The role of General Practitioner in the recognition of adrenal insufficiency
KeywordsAddison's disease, acute adrenal insufficiency, General Practitioner
Background. Addison's disease (AD), usually caused by an autoimmune process, has non-specific symptomatology. The deficiency of cortisol is manifested by weakness, anorexia, weight loss and orthostatic hypotension. Early recognition is crucial as acute adrenal insufficiency is a life threatening state.
Objectives. Analysis of the clinical picture, occurrence of symptoms before diagnosis, and the role of General Practitioner (GP) in the diagnosis of AD.
Material and methods. 23 patients with primary adrenal insufficiency (18F, 5M, aged 24-80 years, with an average of 46,6 years). A method of proprietary questionnaire was used.

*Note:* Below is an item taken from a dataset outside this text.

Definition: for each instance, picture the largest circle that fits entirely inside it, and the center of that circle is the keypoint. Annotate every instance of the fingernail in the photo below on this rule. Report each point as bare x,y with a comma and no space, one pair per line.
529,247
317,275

Results. The symptoms present prior to diagnosis were as follows: weakness (100% of patients, approximately 9,2 months before the diagnosis), fatigue (100%; 8,8 months respectively), loss of appetite (95,6%; 9,1 months), skin darkening (95,6%; 10 months), orthostatic hypotension (91,3%; 10,7 months), weight loss (86,9%; 6,8 months), low blood pressure (73,9%; 11 months), stomachache (69,6%; 4,6 months), nausea (65,2%; 3,6 months), increased appetite for salt (56,5%; 6,2 months), muscle pain (52,2%; 15,5 months), hyperpigmentation of buccal mucosa and gums (47,8%; 2,7 months), vomiting (43,5%; 3,4 months). Because of these symptoms patients went to different specialists, including GPs in 78,3% of cases. Suspicion of the disease in 34.8% put GP.
Conclusion. The symptoms of AD develop slowly and are present long time before the right diagnosis is established. Difficulties in early diagnosis may result from a low specificity of most of the symptoms. The role of GP in establishing the right and early diagnosis of Addison's disease is crucial.